The success of Oxford University’s $1 billion bond, the first in its 1,000-year history, is good news for Britain’s top academic institutions. And this comes at a time of anxiety when over Brexit-related funding shortfalls and calls to scrap student tuition fees.
The 100-year bond, launched on December 1 with a 2.5 percent coupon, has taken the market for deals for UK universities and colleges to a new level on a par with such big U.S. names as Harvard and Yale. That is cause for celebration for peers contemplating bond sales, even if their credit scores are less impressive than Oxford’s gold-plated triple-A rating.
Uncertain time for Britain’s academic institutions
The cost of student tuition fees, which make up almost half of UK universities’ revenues, has been catapulted to the top of the political agenda by young voters who deserted Britain’s ruling Conservative party in a snap election in June.

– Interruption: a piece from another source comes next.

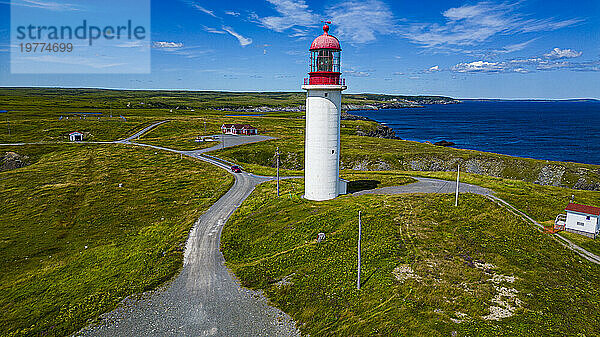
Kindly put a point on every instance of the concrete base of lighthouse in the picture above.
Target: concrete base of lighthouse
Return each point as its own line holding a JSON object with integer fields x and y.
{"x": 322, "y": 143}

Britain’s plan to leave the European Union in March 2019 is also weighing heavily. The other countries in the EU send around 58,000 students, or 8 percent of undergraduates and 15 percent of postgraduate students, to the ‘Russell Group’ comprising 24 top tier universities in the United Kingdom. Around 25,000 of their staff come from other EU countries, too.
Once Britain leaves, these institutions could also lose their places on EU-funded research projects after 2020.
Learning the curve
Some 36 British universities, including University College London, Edinburgh, Swansea, Bangor, Newcastle and Oxford, have borrowed almost 3 billion euros ($3.52 billion) from the EIB over the last decade to fund campus upgrades.
That’s more than any other country and almost double the 1.7 billion that went to Germany and 1.5 billion to France.
Last year alone, the EIB lent 671 million euros (590.21 million pounds) to UK universities.
But unless EU treaties are amended, Britain will have to leave the EIB after Brexit.